Search code examples
rxlsx

Fast way to read xlsx files into R


It is a follow-up question to this one. What is the fastest way to read .xlsx files into R ?

I use library(xlsx) to read in data from 36 .xlsx files. It works. However, the problem is that this is very time consuming (well over 30 minutes), especially when considering the data in each file is not that large (matrix of size 3*3652 in each file). To this end, is there a better to deal with such problem, please? Is there another quick way to read .xlsx into R? Or can I put the 36 files into a single csv file quickly and then read into R?

Moreover, I just realised that readxl cannot write xlsx. Is there a counterpart of it to deal with writing instead of reading?

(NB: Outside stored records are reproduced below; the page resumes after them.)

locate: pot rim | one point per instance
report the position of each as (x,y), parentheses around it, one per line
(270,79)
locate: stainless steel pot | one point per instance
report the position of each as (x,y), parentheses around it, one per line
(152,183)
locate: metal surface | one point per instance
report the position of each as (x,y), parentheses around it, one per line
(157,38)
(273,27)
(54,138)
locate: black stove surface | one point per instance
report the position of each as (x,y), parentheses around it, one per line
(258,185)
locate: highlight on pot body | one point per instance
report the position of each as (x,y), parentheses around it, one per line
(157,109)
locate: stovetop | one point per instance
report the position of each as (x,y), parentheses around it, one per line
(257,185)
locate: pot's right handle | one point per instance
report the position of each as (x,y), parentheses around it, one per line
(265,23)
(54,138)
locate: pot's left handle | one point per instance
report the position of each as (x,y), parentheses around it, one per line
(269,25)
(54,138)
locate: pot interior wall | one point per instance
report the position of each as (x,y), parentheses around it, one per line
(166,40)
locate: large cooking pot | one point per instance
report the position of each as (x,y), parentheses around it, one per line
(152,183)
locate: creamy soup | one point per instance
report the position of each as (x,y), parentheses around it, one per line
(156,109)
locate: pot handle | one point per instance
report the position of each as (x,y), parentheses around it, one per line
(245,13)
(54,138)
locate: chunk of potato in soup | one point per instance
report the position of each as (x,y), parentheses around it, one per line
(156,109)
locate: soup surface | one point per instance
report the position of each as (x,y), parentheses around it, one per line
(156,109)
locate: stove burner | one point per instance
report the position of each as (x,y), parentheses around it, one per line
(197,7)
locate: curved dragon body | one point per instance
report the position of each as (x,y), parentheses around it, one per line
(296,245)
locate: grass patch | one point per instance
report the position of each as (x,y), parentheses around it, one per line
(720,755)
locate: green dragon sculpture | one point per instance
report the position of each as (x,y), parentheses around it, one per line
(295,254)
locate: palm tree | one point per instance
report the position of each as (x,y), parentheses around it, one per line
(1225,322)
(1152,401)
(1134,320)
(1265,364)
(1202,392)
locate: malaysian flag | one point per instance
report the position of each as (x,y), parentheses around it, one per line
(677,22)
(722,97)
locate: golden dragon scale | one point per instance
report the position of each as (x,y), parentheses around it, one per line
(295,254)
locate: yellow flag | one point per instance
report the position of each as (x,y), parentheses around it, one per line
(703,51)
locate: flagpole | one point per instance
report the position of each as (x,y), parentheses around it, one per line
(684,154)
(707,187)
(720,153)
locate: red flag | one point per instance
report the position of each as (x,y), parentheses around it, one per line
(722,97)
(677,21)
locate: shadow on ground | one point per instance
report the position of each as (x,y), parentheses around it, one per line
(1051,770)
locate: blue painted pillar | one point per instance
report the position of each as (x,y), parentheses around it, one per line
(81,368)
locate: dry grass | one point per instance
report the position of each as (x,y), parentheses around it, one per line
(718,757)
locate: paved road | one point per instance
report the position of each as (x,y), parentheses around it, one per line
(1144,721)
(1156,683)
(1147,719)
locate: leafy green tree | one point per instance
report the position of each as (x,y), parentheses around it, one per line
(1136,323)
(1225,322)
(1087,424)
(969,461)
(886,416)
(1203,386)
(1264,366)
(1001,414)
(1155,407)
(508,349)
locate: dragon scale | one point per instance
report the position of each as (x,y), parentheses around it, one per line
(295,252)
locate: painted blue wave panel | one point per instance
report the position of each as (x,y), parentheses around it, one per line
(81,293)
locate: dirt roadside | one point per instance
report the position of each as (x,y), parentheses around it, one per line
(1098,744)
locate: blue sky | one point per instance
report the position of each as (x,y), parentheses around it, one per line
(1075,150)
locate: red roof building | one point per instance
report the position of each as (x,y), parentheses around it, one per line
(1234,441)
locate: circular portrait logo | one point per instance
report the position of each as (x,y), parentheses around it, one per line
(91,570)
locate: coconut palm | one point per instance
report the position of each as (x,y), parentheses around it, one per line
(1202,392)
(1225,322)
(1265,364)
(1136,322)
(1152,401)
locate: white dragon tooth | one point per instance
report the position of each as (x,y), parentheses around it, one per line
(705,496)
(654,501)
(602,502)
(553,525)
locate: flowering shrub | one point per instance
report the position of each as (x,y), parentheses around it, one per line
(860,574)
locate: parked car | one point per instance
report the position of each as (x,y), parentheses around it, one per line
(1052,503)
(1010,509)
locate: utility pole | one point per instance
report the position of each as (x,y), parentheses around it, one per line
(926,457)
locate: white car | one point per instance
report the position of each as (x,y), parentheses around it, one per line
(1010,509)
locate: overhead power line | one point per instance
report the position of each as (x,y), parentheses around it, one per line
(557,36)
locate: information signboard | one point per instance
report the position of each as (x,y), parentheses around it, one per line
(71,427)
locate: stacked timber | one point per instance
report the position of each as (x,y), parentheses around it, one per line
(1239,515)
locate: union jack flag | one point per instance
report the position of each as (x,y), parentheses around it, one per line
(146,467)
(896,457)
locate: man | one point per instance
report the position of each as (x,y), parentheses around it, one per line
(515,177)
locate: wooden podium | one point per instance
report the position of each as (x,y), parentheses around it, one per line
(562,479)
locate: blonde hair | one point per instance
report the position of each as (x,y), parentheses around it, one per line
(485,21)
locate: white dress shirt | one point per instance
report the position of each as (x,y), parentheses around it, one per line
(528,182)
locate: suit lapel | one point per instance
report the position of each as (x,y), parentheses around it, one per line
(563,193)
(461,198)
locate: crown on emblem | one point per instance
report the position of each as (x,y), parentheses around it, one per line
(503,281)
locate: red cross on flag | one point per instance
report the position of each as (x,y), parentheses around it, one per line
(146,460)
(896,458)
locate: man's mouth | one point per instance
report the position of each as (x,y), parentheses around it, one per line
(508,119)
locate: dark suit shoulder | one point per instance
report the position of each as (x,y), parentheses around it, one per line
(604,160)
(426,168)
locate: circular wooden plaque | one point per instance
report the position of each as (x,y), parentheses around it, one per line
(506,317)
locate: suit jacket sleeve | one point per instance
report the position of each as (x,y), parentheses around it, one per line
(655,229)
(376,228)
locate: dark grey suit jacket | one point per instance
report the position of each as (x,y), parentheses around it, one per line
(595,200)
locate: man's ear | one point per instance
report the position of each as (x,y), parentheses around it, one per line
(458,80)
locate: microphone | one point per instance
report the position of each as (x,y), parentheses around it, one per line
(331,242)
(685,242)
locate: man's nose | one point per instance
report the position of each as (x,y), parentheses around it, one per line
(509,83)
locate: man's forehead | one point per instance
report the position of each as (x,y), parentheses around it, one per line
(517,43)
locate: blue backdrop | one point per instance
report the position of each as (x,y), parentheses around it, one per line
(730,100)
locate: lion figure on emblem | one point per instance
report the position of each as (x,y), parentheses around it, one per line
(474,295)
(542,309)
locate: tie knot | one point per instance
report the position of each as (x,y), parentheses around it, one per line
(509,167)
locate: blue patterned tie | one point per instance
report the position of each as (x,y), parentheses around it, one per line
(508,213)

"Response to those voted this question down":

This question is about fact instead of the so-called "opinionated answers and spam" because speed is time and time is fact but NOT opinion.

Further update:

Perhaps one can explain to us in plain language why some method works much faster than others. I am certainly confused about this.


Solution

  • Here is a small benchmark test. Results: readxl::read_xlsx on average about twice as fast as openxlsx::read.xlsx across different number of rows (n) and columns (p) using standard settings.

    enter image description here

    options(scipen=999)  # no scientific number format
    
    nn <- c(1, 10, 100, 1000, 5000, 10000, 20000, 30000)
    pp <- c(1, 5, 10, 20, 30, 40, 50)
    
    # create some excel files
    l <- list()  # save results
    tmp_dir <- tempdir()
    
    for (n in nn) {
      for (p in pp) {
        name <-  
        cat("\n\tn:", n, "p:", p)
        flush.console()
        m <- matrix(rnorm(n*p), n, p)
        file <- paste0(tmp_dir, "/n", n, "_p", p, ".xlsx")
    
        # write
        write.xlsx(m, file)
    
        # read
        elapsed <- system.time( x <- openxlsx::read.xlsx(file) )["elapsed"]
        df <- data.frame(fun = "openxlsx::read.xlsx", n = n, p = p, 
                         elapsed = elapsed, stringsAsFactors = F, row.names = NULL)
        l <- append(l, list(df))
    
        elapsed <- system.time( x <- readxl::read_xlsx(file) )["elapsed"]
        df <- data.frame(fun = "readxl::read_xlsx", n = n, p = p, 
                         elapsed = elapsed, stringsAsFactors = F, row.names = NULL)
        l <- append(l, list(df))
    
      }
    }
    
    # results 
    d <- do.call(rbind, l)
    
    library(ggplot2)
    
    ggplot(d, aes(n, elapsed, color= fun)) + 
      geom_line() + geom_point() +  
      facet_wrap( ~ paste("columns:", p)) +
      xlab("Number of rows") +
      ylab("Seconds")